In the modern day, [with Machine Learning, we] observe how words and combinations of words are used, and from that build computer models of what the phrases mean. This approach is hopeless with a small amount of data, but somewhere in the range of millions or billions of examples, we pass a threshold, and the hopeless suddenly becomes effective, and computer models sometimes meet or exceed human performance.

It turned out that, in a way, Machine Learning of human language through examples was a bit like Einstein’s Theory of Relativity. Relativity seemed impossible when it was introduced partly because nobody had ever had the experience of traveling at speeds near the velocity of light (except in the car of a certain Welsh friend). Similarly, the idea of a computer acquiring any kind of useful language proficiency through examples originally seemed impossible partly because nobody had ever had the experience of having millions or billions of examples to work with.

The irony is that in the end, Machine Learning turned out to work much more like the way in which we ourselves learn language than the expert-system approach does: in our everyday lives, we also observe how words and combinations of words are used, and from that deduce what the phrases mean. When I have just learned a new word in Italian, for instance, it doesn’t mean much to me – it seems bereft of “semantics”. It’s just another arrangement of letters. But every time I hear it used by somebody or read it in a newspaper or a book, its meaning deepens for me, until eventually I can nearly feel its meaning viscerally as I speak it. I am literally learning through examples.

With the explosion in the amount of information in electronic form in the 1990s, Machine Learning started to replace the expert system approach to processing natural language. The learning process, or “training,” was accomplished through large corpora. A corpus (that’s the single of corpora) is a set of electronic documents full of examples with the correct answers marked so that the machine can learn from them. A huge number of such corpora have become available in recent years. An example is the Open American National Corpus, which contains 15 million words of American English. It is all nicely annotated for parts of speech, verb stems, and the like, and is available to any person (or computer) for study. Another example is the British National Corpus, which contains 100 million words with samples of both written and spoken English from many sources. Yet another example is the Corpus of Contemporary American English (COCA), which contains over 410 million words. Using this ever-increasing pool of corpora for training examples, Machine Learning programs just got better and better and better.

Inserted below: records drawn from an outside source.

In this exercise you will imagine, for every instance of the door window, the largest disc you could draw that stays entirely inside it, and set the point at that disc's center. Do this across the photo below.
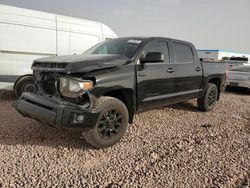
(183, 53)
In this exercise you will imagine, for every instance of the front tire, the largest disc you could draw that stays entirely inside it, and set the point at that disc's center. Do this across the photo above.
(111, 125)
(209, 99)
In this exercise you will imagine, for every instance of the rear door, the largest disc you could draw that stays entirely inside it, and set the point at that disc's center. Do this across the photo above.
(188, 71)
(155, 80)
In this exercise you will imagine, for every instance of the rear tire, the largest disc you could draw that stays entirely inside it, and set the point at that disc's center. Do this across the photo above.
(111, 125)
(25, 84)
(208, 101)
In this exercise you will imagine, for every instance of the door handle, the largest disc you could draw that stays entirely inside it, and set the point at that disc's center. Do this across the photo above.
(198, 69)
(170, 70)
(141, 74)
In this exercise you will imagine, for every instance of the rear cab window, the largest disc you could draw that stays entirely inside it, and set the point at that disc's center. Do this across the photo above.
(158, 46)
(183, 53)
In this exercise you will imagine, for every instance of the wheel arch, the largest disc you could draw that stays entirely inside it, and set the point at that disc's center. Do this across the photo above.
(127, 97)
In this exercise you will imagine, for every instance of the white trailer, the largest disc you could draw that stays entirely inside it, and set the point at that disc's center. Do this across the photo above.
(26, 35)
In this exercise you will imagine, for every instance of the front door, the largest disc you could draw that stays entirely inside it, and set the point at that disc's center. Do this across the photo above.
(188, 72)
(155, 81)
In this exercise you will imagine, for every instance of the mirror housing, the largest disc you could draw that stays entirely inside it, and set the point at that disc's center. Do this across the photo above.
(152, 57)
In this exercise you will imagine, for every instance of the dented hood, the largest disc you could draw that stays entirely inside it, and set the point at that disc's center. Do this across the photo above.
(79, 63)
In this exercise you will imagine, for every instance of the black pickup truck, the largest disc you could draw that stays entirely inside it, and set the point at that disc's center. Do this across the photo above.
(101, 90)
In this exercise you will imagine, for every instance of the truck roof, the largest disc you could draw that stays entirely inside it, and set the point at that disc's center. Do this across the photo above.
(151, 38)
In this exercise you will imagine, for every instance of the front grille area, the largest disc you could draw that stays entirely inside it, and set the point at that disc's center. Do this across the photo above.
(48, 83)
(49, 65)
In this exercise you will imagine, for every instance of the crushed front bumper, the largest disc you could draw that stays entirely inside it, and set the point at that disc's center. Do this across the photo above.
(54, 112)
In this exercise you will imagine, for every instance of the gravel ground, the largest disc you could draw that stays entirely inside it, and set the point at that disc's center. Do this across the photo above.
(174, 146)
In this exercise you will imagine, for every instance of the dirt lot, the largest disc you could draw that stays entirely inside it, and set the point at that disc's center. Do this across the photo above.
(175, 146)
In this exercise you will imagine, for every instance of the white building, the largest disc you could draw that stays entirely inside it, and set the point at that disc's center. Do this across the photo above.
(219, 54)
(26, 35)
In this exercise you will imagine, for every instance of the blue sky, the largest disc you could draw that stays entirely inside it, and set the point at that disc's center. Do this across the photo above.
(215, 24)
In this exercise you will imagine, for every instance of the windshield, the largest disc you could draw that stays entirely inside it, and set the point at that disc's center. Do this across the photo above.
(124, 47)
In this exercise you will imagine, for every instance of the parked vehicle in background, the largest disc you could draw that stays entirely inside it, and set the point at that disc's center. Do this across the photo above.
(239, 77)
(236, 61)
(26, 35)
(101, 90)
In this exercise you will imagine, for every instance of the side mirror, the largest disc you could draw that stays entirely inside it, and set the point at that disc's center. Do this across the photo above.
(153, 57)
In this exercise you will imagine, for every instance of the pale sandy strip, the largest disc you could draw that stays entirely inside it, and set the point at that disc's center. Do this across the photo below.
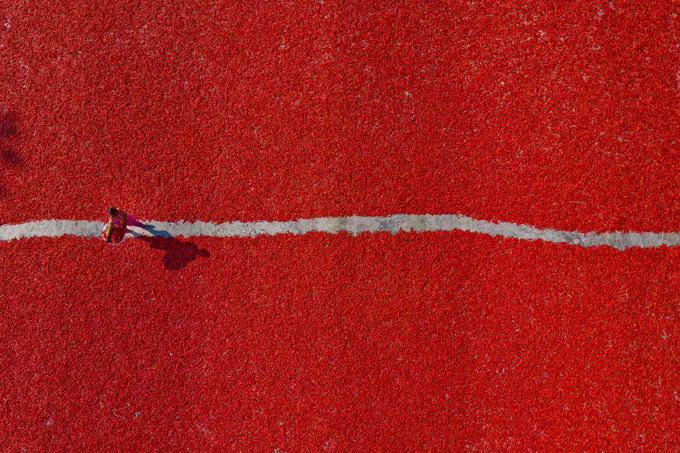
(353, 225)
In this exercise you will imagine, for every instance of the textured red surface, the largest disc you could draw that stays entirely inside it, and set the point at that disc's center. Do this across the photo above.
(413, 342)
(557, 114)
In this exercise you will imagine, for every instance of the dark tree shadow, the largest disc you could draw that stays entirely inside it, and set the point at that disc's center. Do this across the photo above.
(178, 253)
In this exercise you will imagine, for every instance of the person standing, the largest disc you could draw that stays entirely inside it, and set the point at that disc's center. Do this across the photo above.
(119, 220)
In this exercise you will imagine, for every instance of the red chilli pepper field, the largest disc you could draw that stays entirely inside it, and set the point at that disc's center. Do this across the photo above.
(562, 115)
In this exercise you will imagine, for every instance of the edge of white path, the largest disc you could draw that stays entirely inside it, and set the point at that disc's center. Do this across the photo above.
(353, 224)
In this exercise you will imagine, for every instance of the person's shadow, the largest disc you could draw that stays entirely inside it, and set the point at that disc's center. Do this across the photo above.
(9, 157)
(178, 253)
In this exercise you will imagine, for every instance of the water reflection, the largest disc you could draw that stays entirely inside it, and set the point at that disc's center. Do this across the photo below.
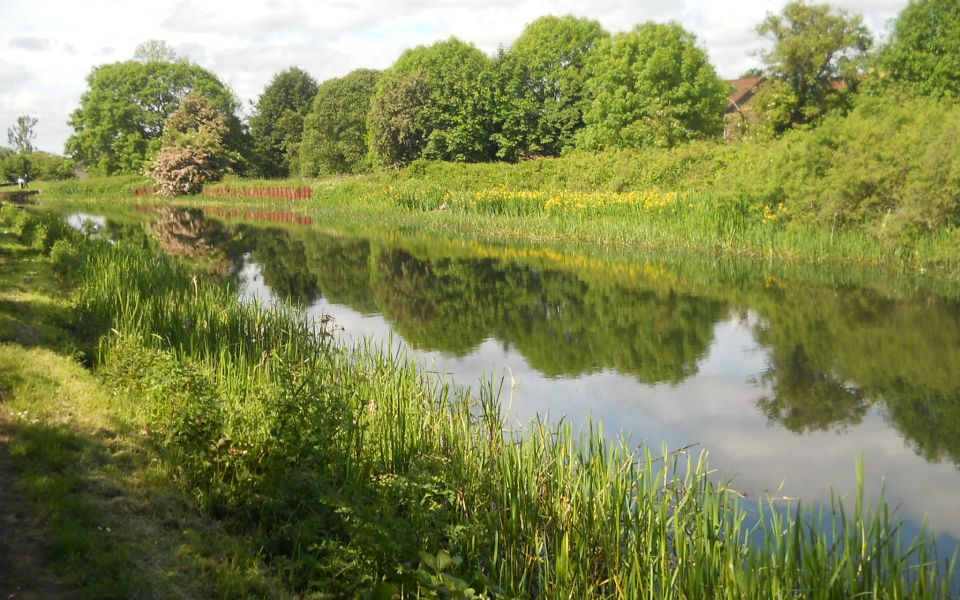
(785, 381)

As one success after another was obtained with this approach, companies began to realize the vast commercial potential behind having a computer that could process human language. One of those companies was IBM, which had created a so-called Semantic Analysis and Integration department to track developments in this area.

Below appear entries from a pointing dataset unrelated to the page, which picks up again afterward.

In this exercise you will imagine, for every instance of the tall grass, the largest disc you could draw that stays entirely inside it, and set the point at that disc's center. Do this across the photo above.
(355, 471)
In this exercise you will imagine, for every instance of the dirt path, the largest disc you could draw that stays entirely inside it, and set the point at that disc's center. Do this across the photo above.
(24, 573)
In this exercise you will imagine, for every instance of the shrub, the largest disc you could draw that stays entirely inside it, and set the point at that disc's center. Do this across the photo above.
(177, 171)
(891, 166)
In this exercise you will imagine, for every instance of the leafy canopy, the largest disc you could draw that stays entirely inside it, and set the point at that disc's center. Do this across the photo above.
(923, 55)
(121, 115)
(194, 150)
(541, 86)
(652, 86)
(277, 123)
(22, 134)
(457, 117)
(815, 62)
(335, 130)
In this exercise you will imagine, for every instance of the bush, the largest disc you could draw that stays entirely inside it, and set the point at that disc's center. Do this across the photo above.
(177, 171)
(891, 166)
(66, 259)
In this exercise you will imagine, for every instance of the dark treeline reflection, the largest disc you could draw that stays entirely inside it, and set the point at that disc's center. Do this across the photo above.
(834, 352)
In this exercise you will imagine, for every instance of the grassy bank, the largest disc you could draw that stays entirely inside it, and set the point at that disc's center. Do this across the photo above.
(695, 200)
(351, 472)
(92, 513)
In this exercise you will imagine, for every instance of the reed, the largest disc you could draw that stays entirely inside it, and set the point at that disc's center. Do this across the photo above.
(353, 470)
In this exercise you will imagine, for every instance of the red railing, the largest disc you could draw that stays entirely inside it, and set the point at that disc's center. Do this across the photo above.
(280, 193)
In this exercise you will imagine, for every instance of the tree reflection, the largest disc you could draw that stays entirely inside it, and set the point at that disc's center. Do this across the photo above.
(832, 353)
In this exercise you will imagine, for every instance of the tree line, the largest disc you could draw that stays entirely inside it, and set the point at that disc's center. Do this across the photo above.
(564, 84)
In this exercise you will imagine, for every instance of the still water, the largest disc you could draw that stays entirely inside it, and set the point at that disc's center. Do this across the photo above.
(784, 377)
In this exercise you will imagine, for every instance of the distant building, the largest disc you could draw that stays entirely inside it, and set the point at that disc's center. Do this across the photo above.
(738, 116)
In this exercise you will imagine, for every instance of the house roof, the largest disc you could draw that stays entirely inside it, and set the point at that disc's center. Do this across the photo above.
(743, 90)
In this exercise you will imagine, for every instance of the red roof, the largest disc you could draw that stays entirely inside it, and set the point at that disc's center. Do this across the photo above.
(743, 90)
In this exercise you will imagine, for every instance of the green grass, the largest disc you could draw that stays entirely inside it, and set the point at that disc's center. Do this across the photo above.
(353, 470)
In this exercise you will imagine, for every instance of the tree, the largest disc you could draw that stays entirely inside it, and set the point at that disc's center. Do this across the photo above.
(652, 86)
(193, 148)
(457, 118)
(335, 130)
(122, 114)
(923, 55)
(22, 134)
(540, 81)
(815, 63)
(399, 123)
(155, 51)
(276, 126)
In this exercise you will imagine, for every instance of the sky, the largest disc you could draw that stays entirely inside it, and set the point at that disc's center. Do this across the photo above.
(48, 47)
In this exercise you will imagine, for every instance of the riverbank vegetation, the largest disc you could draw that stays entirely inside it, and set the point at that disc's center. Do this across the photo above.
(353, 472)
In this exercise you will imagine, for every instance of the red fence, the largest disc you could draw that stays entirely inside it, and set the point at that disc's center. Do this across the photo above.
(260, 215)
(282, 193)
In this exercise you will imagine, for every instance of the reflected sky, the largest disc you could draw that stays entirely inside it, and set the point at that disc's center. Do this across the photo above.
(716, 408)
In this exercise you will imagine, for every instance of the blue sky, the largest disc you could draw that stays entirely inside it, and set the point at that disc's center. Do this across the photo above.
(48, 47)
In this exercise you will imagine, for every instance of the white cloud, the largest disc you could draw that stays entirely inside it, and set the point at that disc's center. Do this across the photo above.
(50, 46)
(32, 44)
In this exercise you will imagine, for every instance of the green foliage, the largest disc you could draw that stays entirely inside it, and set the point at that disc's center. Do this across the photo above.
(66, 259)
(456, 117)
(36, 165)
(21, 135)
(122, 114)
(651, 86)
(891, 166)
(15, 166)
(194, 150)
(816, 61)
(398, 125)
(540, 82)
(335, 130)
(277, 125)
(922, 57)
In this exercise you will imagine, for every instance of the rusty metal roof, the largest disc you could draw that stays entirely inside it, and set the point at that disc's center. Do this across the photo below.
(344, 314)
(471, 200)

IBM Watson and the Jeopardy Challenge

The destinies of the Jeopardy game show and IBM came together one evening in 2004 at a restaurant in which an IBM research manager, seeing an especially exciting round of the show being played on television, decided that this should become the next Grand Challenge. The next several years were spent in building a powerful computer for natural language processing based on Machine Learning, which they christened “Watson” – after IBM’s founder.

They fed Watson with every type of resource imaginable: literary works, dictionaries, news articles, databases, anything they could get their hands on – and they could get their hands on a lot, as I noted earlier. Naturally, they fed it the entire Wikipedia. By the time they were done, Watson had ingested 200 million pages of information.

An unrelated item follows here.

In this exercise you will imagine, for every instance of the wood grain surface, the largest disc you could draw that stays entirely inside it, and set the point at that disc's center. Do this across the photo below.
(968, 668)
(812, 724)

It took a while to get off the ground. In its first tests in 2006, its performance was lousy. But just two years later it was holding its own against human Jeopardy contestants, and by 2010 Watson was ready for prime time. Arrangements had been made for Watson to compete on the Jeopardy show against the two most successful contestants of all time. Both IBM and Jeopardy executives realized the huge marketing value of this occasion and played it up with lots of publicity.

Then came the big day, less than two months ago [February 14, 2011]. As a computer filling an entire room, Watson couldn’t exactly stand up there at a podium next to the human contestants, so they gave him a snappy looking avatar that lit up as he “thought”. Since the game involved pressing a button when you thought you could respond correctly, he was also outfitted with a mechanical finger.

During the match, we were given an insight into how Watson works: during each answer/question session, the viewer would see the three topmost candidate answers that Watson was considering. For each answer, a meter showed the probability Watson was calculating that the answer might be the correct one. The one with the highest probability and also passed a threshold was selected. Otherwise, Watson just shut up and let the others have their chance.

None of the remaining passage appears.